Already in the 1920s, European Jews fell into a trap – in the new antisemitic states founded in Europe after World War I, in the antisemitic turn that occurred afterward in Communist Russia in the 1930s, and in the spread of fascism and Nazism in Western and Central Europe.
If the victors in World War II had been Stalin and Hitler, and not Stalin and the West – the Holocaust would have been, God forbid, only a prelude to the complete extermination of Jews and Judaism. We have some understanding of this vision, which didn't materialize, from the fact that several years after the war, in the 1950s, Stalin planned to send Jews to extermination again – this time in Siberia, not Auschwitz. Only his death at age 74 thwarted the plot.
One must not ignore the disturbing connections between the antisemitic coalitions then and now. An alliance between Islamic antisemitism and Nazism occurred even before World War II, in Iraq and Egypt as well, not just through Hajj Amin al-Husayni, the Arab leader in the land who was Hitler's agent. And it was preceded by an alliance of communist Arabs and Jews in the land with the Arab murder campaign in 1929, shortly before Stalin launched an antisemitic campaign in Russia.
Communist antisemitism experienced a hiatus during World War II and afterward. But the hiatus ended in 1950, and communism returned and became an enemy of the State of Israel and the Jewish people in Russia and the communist bloc. Since then, there has been historical continuity in leftist antisemitism in Europe and the US, sometimes disguised as anti-Zionism "only" and sometimes as "just criticism" of Israel. The connection between the self-hating Jewish Senator Bernie Sanders and the antisemitic mayor elected in New York is a link in this chain.
"Historical pedigree" also exists for Islamic antisemitism, which fundamentally denies Jewish sovereignty or their connection to the Land of Israel, and also for the alliance between it and fascist forces in the world. Since the 1980s, it has ridden the waves of Muslim immigration to the West. But what's new now, together with the intensification of immigration, is an alliance between left and right on the basis of antisemitic propaganda and the dominance of Muslim antisemitism.
Mamdani's socialists are not embarrassed when his election is celebrated with swastikas on synagogues, and Jean-Luc Mélenchon's socialists in France lean on Muslim antisemitism. This is fundamentally different from the situation in the 1930s. Then, communists and fascists were declared enemies, and communists concealed their antisemitism. Today, our enemies unite around antisemitic propaganda – socialists and social-libertarian rightists, Islamists and fascists, radical progressives and those close to power.

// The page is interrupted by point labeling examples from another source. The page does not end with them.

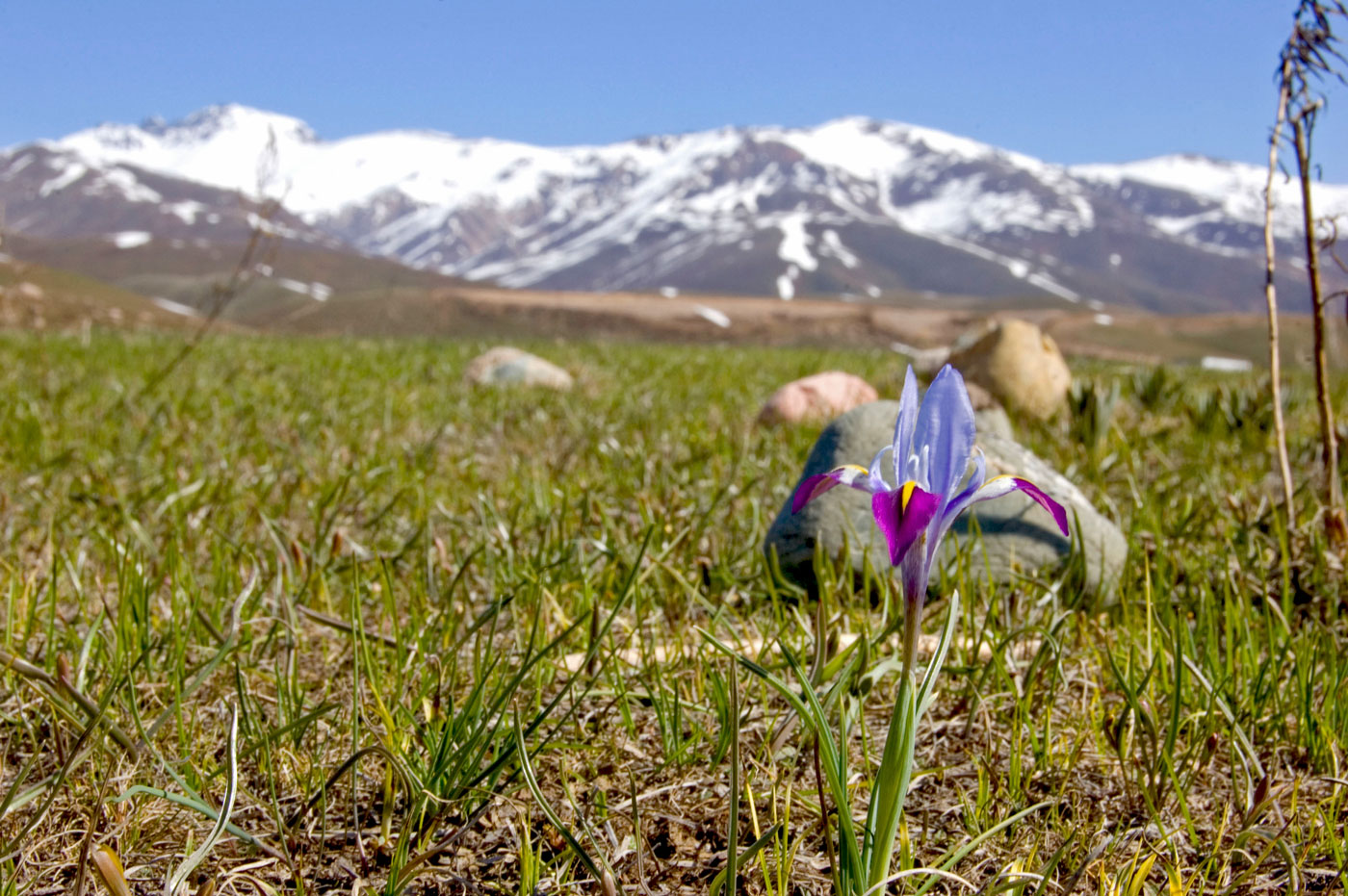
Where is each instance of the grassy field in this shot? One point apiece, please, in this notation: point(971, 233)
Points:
point(460, 632)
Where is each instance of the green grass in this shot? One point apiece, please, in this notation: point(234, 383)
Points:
point(406, 588)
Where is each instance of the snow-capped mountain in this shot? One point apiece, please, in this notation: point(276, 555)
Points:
point(853, 206)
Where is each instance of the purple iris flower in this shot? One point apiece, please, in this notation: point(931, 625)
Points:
point(933, 482)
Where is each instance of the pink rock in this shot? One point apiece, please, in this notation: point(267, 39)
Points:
point(817, 397)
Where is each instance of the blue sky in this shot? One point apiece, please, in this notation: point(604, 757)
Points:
point(1067, 81)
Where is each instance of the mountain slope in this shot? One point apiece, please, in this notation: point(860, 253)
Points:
point(849, 208)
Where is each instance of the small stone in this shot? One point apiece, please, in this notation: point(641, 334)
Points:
point(817, 397)
point(1018, 364)
point(507, 366)
point(1017, 534)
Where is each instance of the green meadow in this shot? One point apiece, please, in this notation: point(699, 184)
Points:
point(313, 616)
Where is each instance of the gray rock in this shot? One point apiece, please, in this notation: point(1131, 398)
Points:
point(507, 366)
point(1017, 534)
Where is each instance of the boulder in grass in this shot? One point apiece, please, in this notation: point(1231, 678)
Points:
point(1015, 535)
point(817, 397)
point(1020, 364)
point(507, 366)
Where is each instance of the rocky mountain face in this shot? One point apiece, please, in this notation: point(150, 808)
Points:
point(853, 208)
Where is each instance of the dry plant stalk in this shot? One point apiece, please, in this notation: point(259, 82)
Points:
point(1309, 56)
point(1336, 525)
point(1280, 426)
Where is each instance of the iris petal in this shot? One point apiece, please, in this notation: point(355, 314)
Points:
point(946, 427)
point(816, 485)
point(905, 424)
point(1000, 485)
point(903, 522)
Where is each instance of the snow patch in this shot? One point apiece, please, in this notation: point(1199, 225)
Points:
point(185, 211)
point(1224, 364)
point(127, 184)
point(177, 307)
point(795, 242)
point(130, 239)
point(718, 319)
point(832, 244)
point(317, 292)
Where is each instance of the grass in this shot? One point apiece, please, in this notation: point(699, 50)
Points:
point(460, 635)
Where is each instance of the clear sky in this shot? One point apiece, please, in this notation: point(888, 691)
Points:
point(1062, 80)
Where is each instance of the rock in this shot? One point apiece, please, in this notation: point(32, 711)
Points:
point(1020, 366)
point(994, 421)
point(817, 397)
point(507, 366)
point(1017, 535)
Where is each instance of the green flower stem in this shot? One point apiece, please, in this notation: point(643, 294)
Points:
point(892, 783)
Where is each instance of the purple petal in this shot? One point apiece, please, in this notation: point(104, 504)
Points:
point(903, 522)
point(946, 427)
point(1000, 485)
point(821, 482)
point(905, 424)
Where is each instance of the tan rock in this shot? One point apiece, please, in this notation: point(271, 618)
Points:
point(821, 397)
point(1020, 366)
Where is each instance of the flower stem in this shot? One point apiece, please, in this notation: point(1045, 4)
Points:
point(892, 783)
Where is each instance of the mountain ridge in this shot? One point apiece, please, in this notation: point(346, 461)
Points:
point(849, 208)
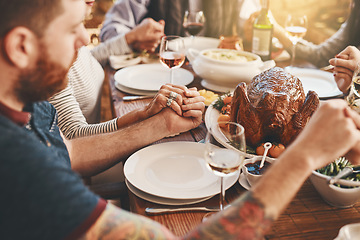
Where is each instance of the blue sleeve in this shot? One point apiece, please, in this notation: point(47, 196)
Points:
point(41, 198)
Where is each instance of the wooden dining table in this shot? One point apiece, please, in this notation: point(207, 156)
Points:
point(308, 216)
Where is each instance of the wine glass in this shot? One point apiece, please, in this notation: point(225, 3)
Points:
point(193, 23)
point(172, 53)
point(224, 152)
point(296, 27)
point(353, 98)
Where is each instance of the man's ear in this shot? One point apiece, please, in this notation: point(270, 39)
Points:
point(20, 46)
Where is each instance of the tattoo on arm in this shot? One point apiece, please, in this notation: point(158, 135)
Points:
point(246, 219)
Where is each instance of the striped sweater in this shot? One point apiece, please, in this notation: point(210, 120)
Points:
point(78, 105)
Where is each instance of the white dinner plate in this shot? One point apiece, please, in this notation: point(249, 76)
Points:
point(150, 77)
point(161, 200)
point(174, 170)
point(322, 82)
point(134, 91)
point(243, 182)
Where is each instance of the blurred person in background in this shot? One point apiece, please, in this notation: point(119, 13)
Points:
point(319, 55)
point(37, 50)
point(220, 15)
point(79, 104)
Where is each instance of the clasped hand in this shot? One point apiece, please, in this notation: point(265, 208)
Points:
point(185, 111)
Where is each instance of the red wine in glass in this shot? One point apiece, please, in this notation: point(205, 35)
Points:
point(193, 28)
point(172, 59)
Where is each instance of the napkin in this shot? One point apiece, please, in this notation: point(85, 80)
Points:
point(121, 61)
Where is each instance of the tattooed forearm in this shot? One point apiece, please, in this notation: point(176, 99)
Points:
point(246, 219)
point(115, 223)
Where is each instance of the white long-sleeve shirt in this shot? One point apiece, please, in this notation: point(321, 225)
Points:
point(78, 105)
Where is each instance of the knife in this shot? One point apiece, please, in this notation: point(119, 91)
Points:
point(131, 98)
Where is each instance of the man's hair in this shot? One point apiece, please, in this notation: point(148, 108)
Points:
point(32, 14)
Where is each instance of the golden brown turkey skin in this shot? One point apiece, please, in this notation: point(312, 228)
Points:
point(272, 107)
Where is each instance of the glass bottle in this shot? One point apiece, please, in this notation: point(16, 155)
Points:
point(262, 33)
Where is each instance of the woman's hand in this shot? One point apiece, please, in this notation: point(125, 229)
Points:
point(332, 132)
point(179, 104)
point(345, 63)
point(192, 110)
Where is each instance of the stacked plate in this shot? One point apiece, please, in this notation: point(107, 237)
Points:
point(146, 79)
point(173, 173)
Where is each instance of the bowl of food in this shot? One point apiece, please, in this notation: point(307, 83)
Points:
point(251, 168)
point(345, 193)
point(226, 67)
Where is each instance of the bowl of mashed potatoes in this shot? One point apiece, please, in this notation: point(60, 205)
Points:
point(223, 69)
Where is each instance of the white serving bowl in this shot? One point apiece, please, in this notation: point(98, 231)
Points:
point(253, 178)
point(333, 195)
point(227, 73)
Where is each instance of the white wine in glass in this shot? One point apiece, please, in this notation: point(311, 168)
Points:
point(296, 27)
point(224, 152)
point(172, 53)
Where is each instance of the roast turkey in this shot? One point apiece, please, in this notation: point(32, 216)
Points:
point(272, 107)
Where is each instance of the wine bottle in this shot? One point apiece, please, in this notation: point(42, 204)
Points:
point(262, 33)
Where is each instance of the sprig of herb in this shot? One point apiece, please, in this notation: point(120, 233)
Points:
point(219, 104)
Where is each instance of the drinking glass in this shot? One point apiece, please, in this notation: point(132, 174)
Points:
point(224, 152)
point(172, 53)
point(296, 27)
point(193, 23)
point(353, 99)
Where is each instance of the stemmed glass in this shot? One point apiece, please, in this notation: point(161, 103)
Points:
point(172, 53)
point(224, 152)
point(193, 23)
point(296, 27)
point(353, 98)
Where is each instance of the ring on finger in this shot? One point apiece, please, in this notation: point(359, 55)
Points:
point(169, 101)
point(173, 95)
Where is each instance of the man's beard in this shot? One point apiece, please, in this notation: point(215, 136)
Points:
point(42, 81)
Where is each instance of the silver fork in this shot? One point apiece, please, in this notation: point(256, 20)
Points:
point(166, 210)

Therefore, the left and right here must not sink into mutual accusations regarding antisemitism, but rather understand that the enemy is multi-armed, and that we must go out against the antisemites "from our side" – the Israeli left against the Sanderses and Mélenchons of all varieties, and the right against antisemites from the circle of US Vice President JD Vance, or for example, Germany's Alternative for Germany party.